Victorian Book Report: The Essential Handbook of Victorian Etiquette
Point in this book’s favor: it’s a reprint compliation of material dating to 1873-1890. Ergo, genuine Victorian-period advice on how to behave.
Point against this book’s favor: it’s American advice, which I was not able to tell when I ordered it.
Still, I find it helpful; Hill, the original writer, describes certain scenarios in ways that jibe with my impressions for the other side of the pond, while fleshing them out such that I can better understand the proper (or improper) behavior. So I feel I can use it, with caution.

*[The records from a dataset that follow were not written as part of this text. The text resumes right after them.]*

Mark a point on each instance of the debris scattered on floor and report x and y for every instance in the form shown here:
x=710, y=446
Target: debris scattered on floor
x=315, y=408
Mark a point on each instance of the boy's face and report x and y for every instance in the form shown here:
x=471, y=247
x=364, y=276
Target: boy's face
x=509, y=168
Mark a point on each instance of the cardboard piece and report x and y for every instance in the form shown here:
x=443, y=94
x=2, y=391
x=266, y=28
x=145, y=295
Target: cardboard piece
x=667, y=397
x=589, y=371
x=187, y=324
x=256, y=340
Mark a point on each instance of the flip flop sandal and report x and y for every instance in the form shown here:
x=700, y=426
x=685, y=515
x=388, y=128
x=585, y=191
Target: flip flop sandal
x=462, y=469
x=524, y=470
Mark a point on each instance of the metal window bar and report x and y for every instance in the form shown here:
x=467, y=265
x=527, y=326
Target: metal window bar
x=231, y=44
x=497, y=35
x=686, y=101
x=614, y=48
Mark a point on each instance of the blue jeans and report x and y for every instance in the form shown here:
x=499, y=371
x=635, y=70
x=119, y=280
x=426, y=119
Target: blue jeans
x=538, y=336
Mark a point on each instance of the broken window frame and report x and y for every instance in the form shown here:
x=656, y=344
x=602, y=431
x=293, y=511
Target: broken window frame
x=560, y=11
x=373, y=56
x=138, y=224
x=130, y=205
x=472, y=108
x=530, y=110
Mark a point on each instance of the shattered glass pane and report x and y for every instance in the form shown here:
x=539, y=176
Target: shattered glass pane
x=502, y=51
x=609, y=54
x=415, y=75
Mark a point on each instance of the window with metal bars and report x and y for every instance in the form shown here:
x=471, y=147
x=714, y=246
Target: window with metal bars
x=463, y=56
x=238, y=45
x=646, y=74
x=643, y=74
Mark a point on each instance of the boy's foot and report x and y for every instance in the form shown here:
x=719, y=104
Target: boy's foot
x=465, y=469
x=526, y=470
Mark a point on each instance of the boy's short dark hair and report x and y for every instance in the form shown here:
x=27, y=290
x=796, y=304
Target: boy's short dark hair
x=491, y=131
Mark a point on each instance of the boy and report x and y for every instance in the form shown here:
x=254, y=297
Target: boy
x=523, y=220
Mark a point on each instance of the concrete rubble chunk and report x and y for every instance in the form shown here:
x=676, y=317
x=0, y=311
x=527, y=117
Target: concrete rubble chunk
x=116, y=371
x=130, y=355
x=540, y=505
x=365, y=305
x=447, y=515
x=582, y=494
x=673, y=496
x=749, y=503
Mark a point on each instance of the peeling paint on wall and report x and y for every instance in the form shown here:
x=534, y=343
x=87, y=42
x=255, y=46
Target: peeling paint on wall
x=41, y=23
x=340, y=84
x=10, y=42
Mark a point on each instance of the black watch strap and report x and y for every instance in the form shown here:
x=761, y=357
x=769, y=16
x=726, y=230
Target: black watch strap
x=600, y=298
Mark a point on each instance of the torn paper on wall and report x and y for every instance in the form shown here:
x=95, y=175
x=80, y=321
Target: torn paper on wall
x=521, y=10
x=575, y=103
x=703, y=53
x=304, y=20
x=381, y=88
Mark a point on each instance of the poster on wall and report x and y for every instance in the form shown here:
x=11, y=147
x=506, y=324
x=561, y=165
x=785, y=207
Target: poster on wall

Much to my surprise, he even gets a few random proto-feminist brownie points. I was highly entertained that “Professor Hill’s Guide to Love and Marriage” begins with a few paragraphs reassuring the reader that there’s nothing wrong in these modern days with being an “old maid” — indeed, women’s opportunities nowadays are so diverse that there’s really no reason to get married unless you actually find someone suitable that you like. (Professor Hill’s Guide to Love and Marriage: don’t do it!) He also claims that when the financial failure of a marriage is blamed on the wife’s imprudent spending, it’s usually because the husband never told the wife they were in monetary straits; properly informed wives, he (rather optimistically) says, will always keep within the family’s means. I frowned a bit when he advised wives that some nights their husbands may come home from a hard day at the office and carry on in the same autocratic manner they use with their employees, and it’s just best to suck it up — but then he went on to advise husbands that sometimes their wives’ “variable condition of health” may put her in a bad mood, and then it’s just best to overlook it and carry on. The sauce which is good for the goose is, indeed, also good for the gander, and that pleases me.
(In fact, the only place I caught him being noticeably one-sided, he did so in favor of women: husbands should, he recommends, keep their wives well-informed as to their business affairs, and take their prudent advice — but stay the hell out of affairs of household management.)
It’s a small book, half taken up with illustrations, but some of those go with the text: a dinner scene, for example, illustrating a bunch of examples of What Not To Do, with helpful annotations. Not a hugely informative resource, but entertaining and quick to read.